Thursday, September 22, 2005

Eventually, state Democrats will be back in power

By Bill Cotterell
CAPITAL CURMUDGEON
Tallahassee Democrat

The long and difficult path back to power for the Florida Democratic Party runs through the House of Representatives, and it starts in Broward County next year.

During the installation ceremonies for Speaker-designate Marco Rubio last week, Gov. Jeb Bush noted that Rep. Dan Gelber, D-Miami Beach, was lurking on the back row of the House chamber, biding his time and carefully plotting a restoration of Democrats to the dominance they enjoyed for a century and a quarter in the Capitol. The governor said it only half-jokingly.

This article continues...
But Bush acknowledged that a Democrat will reside in the Governor's Mansion someday. The party that has been so anemic for the past 12 years - a time span that, not coincidentally, dates back to his first run for governor - will eventually control the House, Senate and Cabinet, too.
It just won't be next year. Not even the most optimistic Democrat expects a swing of 25 seats, which is what the Democrats would need in order to take the gavel away from Rubio and give it to Gelber.
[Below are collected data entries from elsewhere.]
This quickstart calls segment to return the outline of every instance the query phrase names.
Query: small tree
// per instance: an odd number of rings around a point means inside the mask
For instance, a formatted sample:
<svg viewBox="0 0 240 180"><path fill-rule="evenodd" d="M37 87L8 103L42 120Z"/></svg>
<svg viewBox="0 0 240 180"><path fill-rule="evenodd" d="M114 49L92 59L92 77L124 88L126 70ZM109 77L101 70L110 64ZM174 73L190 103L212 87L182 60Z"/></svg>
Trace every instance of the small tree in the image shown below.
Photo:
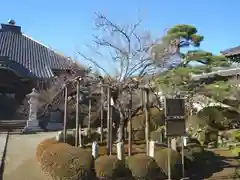
<svg viewBox="0 0 240 180"><path fill-rule="evenodd" d="M149 33L139 32L140 24L141 21L133 25L119 25L103 14L96 14L95 26L98 35L94 35L95 47L92 50L98 57L110 60L108 64L113 64L113 69L116 69L115 76L93 58L79 52L83 58L104 72L105 82L111 85L114 107L120 114L119 141L123 140L124 124L129 114L127 112L129 90L134 91L132 113L130 113L134 116L142 108L138 85L146 74L152 74L156 70L149 53L155 43Z"/></svg>

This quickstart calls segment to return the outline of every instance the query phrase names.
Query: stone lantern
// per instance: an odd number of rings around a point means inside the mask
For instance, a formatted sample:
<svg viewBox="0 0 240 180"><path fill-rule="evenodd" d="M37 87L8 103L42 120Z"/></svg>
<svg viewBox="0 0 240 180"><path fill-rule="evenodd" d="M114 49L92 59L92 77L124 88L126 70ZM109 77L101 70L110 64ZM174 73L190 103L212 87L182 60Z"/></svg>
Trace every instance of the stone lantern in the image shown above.
<svg viewBox="0 0 240 180"><path fill-rule="evenodd" d="M29 98L29 116L27 120L27 125L25 126L23 132L42 131L39 126L39 121L37 120L39 93L35 88L33 88L32 92L28 94L27 97Z"/></svg>

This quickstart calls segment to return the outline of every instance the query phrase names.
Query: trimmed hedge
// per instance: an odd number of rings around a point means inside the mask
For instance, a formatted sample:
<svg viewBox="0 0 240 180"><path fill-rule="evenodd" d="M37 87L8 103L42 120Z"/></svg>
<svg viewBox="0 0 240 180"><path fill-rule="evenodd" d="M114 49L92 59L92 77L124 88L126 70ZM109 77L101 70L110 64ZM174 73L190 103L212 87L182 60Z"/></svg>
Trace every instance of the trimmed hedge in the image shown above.
<svg viewBox="0 0 240 180"><path fill-rule="evenodd" d="M96 176L99 179L112 180L126 175L125 164L116 156L100 156L95 160Z"/></svg>
<svg viewBox="0 0 240 180"><path fill-rule="evenodd" d="M205 130L200 132L199 141L205 145L207 145L208 143L211 143L211 142L217 143L218 142L218 130L214 129L210 126L207 126Z"/></svg>
<svg viewBox="0 0 240 180"><path fill-rule="evenodd" d="M65 143L54 144L44 151L40 164L52 179L88 180L94 175L91 152Z"/></svg>
<svg viewBox="0 0 240 180"><path fill-rule="evenodd" d="M181 178L181 155L172 149L171 153L171 176L172 179L179 180ZM157 162L159 168L165 173L168 174L168 148L160 149L155 152L154 159Z"/></svg>
<svg viewBox="0 0 240 180"><path fill-rule="evenodd" d="M165 175L159 169L156 161L145 154L136 154L127 159L127 166L132 176L137 180L149 180L164 178Z"/></svg>
<svg viewBox="0 0 240 180"><path fill-rule="evenodd" d="M139 111L137 115L132 118L133 128L133 139L134 140L145 140L145 115L144 112ZM164 112L158 108L150 108L150 121L149 129L150 132L157 130L159 126L165 124Z"/></svg>
<svg viewBox="0 0 240 180"><path fill-rule="evenodd" d="M59 143L56 139L52 138L52 139L44 139L43 141L41 141L36 149L36 159L39 162L41 159L41 156L43 154L43 152L49 148L50 146L52 146L53 144L57 144Z"/></svg>
<svg viewBox="0 0 240 180"><path fill-rule="evenodd" d="M150 139L152 141L156 141L159 143L162 143L164 141L164 134L161 130L157 130L157 131L152 131L150 133Z"/></svg>

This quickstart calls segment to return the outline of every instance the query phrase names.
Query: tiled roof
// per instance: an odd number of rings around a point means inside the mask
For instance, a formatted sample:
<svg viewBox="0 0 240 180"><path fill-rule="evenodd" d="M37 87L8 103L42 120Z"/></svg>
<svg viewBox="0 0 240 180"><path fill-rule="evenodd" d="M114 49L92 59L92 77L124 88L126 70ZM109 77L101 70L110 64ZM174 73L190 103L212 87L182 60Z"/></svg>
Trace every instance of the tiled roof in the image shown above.
<svg viewBox="0 0 240 180"><path fill-rule="evenodd" d="M194 80L200 80L204 78L211 78L216 75L218 76L224 76L224 77L230 77L230 76L236 76L237 74L240 74L240 68L229 68L229 69L219 69L217 71L213 71L210 73L202 73L202 74L191 74L192 78Z"/></svg>
<svg viewBox="0 0 240 180"><path fill-rule="evenodd" d="M221 51L224 56L234 56L240 54L240 46Z"/></svg>
<svg viewBox="0 0 240 180"><path fill-rule="evenodd" d="M67 57L22 34L19 26L11 24L2 24L0 29L0 57L19 63L37 78L49 78L53 76L52 70L68 69L71 64Z"/></svg>

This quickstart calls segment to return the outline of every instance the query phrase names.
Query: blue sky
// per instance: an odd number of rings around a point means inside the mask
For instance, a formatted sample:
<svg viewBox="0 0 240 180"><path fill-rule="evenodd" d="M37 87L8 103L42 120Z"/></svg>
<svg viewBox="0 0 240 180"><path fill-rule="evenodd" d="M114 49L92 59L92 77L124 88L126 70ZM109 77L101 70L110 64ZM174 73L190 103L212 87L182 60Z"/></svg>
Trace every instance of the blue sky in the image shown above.
<svg viewBox="0 0 240 180"><path fill-rule="evenodd" d="M90 44L94 12L118 23L133 23L160 37L175 24L195 25L214 53L240 44L239 0L8 0L1 1L0 22L10 18L32 38L76 58Z"/></svg>

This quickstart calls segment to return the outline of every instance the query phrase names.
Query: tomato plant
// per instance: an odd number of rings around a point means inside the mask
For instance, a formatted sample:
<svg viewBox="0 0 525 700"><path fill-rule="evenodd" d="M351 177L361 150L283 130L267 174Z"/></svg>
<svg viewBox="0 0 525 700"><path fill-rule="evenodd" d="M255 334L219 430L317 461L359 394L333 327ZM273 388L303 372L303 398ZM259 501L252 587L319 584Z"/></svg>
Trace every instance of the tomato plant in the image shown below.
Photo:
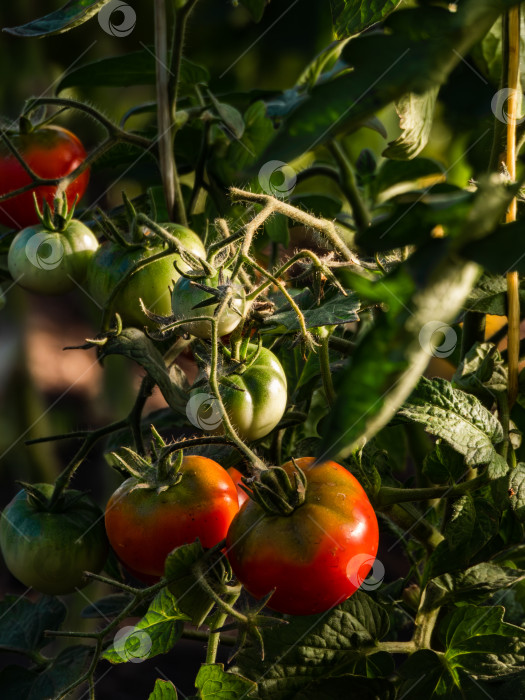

With the way district lines are drawn, and the way lobbyist campaign contributions gravitate $2-to-$1 (at least) toward the party in power, Democrats might as well get comfortable on the back rows of the House for the eight-year term limits of everybody who gets elected next year. But 2006 will mark the end of the Bush era in Florida politics - and the first election in five cycles without the governor or his brother atop the ticket - which is enough to quicken the pulse of diehard Democrats.

Jeff Ryan, who raises money for Democratic House candidates, explained it to the North Florida Democratic Club early this week. For the first time, he said, term limits work in favor of the Democrats - not enough to change the landscape, but enough to get something started.
Of the 19 House members maxing out their fourth terms, 12 are Republicans - most of them in safe GOP districts, of course. At least four other Republicans who could serve another term or two, if they wanted to, are running for Cabinet seats. And two non-term-limited GOP House members are trying to move up to the Senate.

So are at least six Democrats with safe districts in the House. That's a side effect of term limits. Sometimes you have to run for higher office when a vacancy presents itself, rather than waiting until the clock runs out on your House job.

There could be more. Election-year legislative sessions do funny things to members.
Holding 84 of the 120 House seats and 26 of the Senate's 40 jobs, Republicans don't have much left to win. Fully controlling the redistricting process for the first time in 2001-02, they shoehorned the Democrats into mostly urban districts and kept the surrounding suburbs for themselves.

Out in the Panhandle, west of Leon and Gadsden counties, the GOP wins conservative, rural North Florida regions where people register as Democrats but vote for Republicans.
That's what makes Broward County such a big piece of the political equation next year. It's the biggest Democratic stronghold in the state, having given John Kerry and Bill McBride their largest votes in the past two statewide races. And it will have some hot races to boost turnout.
Five of the seven Democrats who are term-limited out of the House next year represent parts of Broward. So do both term-limited Democratic senators running for higher office - Fort Lauderdale's Walter "Skip" Campbell, who's going for chief financial officer, and Ron Klein of Boca Raton, trying for Congress.

Two non-term-limited House members, both Democrats, are running for Campbell's and Klein's Senate seats.

All of this means a big turnout in the Democratic primaries in Broward. For all practical purposes, the winners of those races will be chosen in the September primaries.
That might be good for Scott Maddox's campaign for governor. The former Tallahassee mayor ran surprisingly well in the 2002 primary for attorney general, leading a four-man ticket in Broward by nearly 10,000 votes.

Maddox grew up in South Florida and spends a lot of time in the Miami-West Palm Beach corridor. The fiasco that followed his tenure as Democratic Party chairman last May - an IRS tax levy, the Election Commission complaint over his handling of Leon County Democratic Party finances - won't help him in a county where Democrats take their party very seriously.
But for Democrats, there's nowhere to go but up. And they may as well start where their strength is.